I've used the same analogy. Its unconditional and produces no coherent structure, but at least it captures some pianist-like timing and dynamics. Magenta is a github project ... please do something to help! :-)
Eh, asking a musician to write code is like asking a programmer to learn a scale on an accordion. Either you're going to see the failures in your own art, and be open to criticism, or ask for somebody to do it for you.
I'll put it thusly: As a broke-ass musician barely making ends meet, I'll be more than happy to contribute if Alphabet pays off what's left of the mortgage on my house.
Until then, I've only got the perspective that a project like this is trying to take food off my plate, money out of my pocket, and replace me. If you want my help, Son, you got to come better at me than with Altruism.
Otherwise, the best thing I can do to help is to say "This project is a heap of shit and your time is better spent elsewhere" without tinging it with too much condescension.

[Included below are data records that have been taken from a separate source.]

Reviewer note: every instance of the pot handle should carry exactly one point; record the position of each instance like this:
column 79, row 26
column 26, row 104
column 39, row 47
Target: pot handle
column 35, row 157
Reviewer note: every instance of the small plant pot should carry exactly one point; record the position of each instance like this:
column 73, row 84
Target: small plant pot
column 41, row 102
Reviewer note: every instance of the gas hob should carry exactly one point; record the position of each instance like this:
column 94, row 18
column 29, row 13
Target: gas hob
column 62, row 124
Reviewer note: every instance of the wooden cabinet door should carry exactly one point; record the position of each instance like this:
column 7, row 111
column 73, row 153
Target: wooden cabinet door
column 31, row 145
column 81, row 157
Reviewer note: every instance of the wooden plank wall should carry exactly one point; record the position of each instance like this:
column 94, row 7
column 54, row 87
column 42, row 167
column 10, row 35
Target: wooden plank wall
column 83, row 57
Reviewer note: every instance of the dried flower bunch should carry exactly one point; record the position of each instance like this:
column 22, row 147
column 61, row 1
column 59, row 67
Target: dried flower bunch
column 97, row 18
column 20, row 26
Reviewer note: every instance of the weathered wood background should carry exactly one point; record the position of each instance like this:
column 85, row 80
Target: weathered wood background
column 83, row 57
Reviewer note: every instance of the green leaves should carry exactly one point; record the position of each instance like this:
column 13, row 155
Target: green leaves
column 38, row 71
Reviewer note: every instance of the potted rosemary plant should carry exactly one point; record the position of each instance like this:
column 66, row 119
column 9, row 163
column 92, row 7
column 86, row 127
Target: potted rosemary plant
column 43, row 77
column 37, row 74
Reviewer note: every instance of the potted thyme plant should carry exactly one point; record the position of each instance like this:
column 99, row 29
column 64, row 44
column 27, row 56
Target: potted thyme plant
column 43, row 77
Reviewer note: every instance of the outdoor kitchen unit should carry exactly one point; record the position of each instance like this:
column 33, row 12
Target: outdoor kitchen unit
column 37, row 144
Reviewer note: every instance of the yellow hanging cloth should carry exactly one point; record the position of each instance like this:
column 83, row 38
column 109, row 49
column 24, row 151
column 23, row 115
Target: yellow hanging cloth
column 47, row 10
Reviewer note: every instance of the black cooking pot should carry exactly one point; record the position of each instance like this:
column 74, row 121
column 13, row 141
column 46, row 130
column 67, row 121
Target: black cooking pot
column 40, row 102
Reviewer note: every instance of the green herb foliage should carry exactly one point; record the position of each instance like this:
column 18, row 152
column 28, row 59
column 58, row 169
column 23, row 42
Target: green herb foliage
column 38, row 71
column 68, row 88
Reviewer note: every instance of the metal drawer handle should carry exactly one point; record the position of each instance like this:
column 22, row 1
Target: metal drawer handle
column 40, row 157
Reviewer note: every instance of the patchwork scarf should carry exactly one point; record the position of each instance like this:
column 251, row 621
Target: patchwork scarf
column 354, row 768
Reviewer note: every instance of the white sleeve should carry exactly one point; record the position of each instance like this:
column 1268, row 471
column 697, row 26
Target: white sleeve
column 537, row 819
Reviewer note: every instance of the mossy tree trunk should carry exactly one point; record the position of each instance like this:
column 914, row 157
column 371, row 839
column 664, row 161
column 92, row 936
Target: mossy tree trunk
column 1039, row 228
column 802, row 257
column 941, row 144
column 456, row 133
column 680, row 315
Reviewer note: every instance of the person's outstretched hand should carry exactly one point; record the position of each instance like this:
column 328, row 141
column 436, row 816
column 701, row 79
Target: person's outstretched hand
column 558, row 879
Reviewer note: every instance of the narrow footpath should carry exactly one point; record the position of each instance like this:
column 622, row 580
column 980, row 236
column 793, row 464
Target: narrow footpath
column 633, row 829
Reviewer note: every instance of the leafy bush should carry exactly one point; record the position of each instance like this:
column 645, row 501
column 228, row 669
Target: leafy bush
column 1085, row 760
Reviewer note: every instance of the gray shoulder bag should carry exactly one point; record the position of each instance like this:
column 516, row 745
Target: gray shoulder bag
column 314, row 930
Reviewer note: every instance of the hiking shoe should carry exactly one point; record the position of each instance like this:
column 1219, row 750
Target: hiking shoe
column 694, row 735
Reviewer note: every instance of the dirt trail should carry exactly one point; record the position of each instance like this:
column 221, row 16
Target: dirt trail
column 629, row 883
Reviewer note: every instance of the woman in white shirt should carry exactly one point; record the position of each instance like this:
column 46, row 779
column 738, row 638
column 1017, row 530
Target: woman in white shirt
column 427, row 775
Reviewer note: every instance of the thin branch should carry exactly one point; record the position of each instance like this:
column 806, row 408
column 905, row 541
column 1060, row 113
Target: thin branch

Your child is brain damaged. Take it to Oregon.
My take (as someone working in the area) on how/why we are encouraged by this progress:
The model is unconditional i.e. any concept of form at all was learned directly from data, with no real structural hints to what it should learn.
Generally you get much stronger "global structure" the more prior information you provide either in the model itself or in the input/targets (such as chord constraints, etc.). This is one reason that harmonization tasks often sound notably better than pure generation - the "backbone" in harmonization was human provided, whereas in pure generation the model needs to be self-consistent.
The analogous task in language would be character level language modeling, whereas something like harmonization or conditional generation from chords would be more akin to machine translation. Character level language models may be a bit wonky looking when generating, but any structure at all was purely model discovered from a simple rule (generally, maximum likelihood), whereas in conditional models a lot of extra help is given by the conditioning variable.
This model is a pretty big jump in quality from previous efforts in the same vein of unconditional generation, and should combine well with techniques for conditioning in sequence models from all over the research community (translation, speech recognition, question answering, summarization, speech synthesis). On top of that, the model is IMO quite elegant, and much simpler to understand than many other attempts at polyphonic generation including my own.
It is worth comparing this output to some previous efforts (from Magenta and others), some with more complicated internal structure such as [0][1][2][3][4][5][6], and also some models with stronger conditioning or different input representations such as [7][8][9], the extreme case being [10] where a human (Benoît Carré) used a modeling/ML toolkit along with standard arrangement and production approaches to produce a wacky, awesome pop song.
Magenta is putting out lots of neat stuff around interactive usage of these models, with web demos and plugins to standard music tools [11]. Indeed, Doug's quotes in this article [12] sum it up for me, excerpt: “I don’t think that machines themselves just making art for art’s sake is as interesting as you might think,” he explained. “The question to ask is can machines help us make a new kind of art?”
Try expressing feelings and stop using that word that has absolutely nothing to do with machine learning.
The very very very basic Idea of machine learning is at opposite with art.
These things have nothing to do together.